MapReduce starts from here. Serialized input for mappers will be like
1 -> 4
2 -> 4
3 -> 4 , 5
4 -> 1 , 2 , 3
5 -> 3
and mappers will emit the followings:
< 1 , [4] >
< 4 , 1 >
< 2 , [4] >
< 4 , 1 >
< 3 , [4 , 5] >
< 4 , 1/2 >
< 5 , 1/2 >
< 4 , [1, 2, 3] >
< 1 , 1/3 >
< 2 , 1/3 >
< 3 , 1/3 >
< 5 , [3] >
< 3 , 1 >
Mapper outputs will grouped by key and taken by reducers.
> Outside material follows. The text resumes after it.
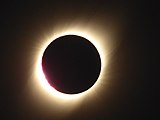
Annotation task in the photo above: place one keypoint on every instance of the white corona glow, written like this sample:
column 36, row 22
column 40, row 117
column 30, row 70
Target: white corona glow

If we have 5 reducers it will be like:
R1 takes [4] , 1/3 then computes 1/5*(1/3) = 2/30
R2 takes [4] , 1/3 then computes 1/5*(1/3) = 2/30
R3 takes [4, 5] , 1/3 , 1 then computes 1/5*(1/3 + 1) = 8/30
R4 takes [1, 2, 3] , 1 , 1 , 1/2 then computes 1/5*( 1 + 1 + 1/2) = 15/30
R5 takes [3] , 1/2 then computes 1/5*(1/2) = 3/30
Now the first (power) iteration is over. During the following reduce jobs, reducers will emit like what mappers do, however, PR computed will be used instead of 1:
< 1 , [4] >
< 4 , 2/30 >
< 2 , [4] >
< 4 , 2/30 >
< 3 , [4 , 5] >
< 4 , 4/30 >
< 5 , 4/30 >
< 4 , [1, 2, 3] >
< 1 , 5/30 >
< 2 , 5/30 >
< 3 , 5/30 >
< 5 , [3] >
< 3 , 3/30 >
Repeat reduce jobs until it converges enough or you are satisfied.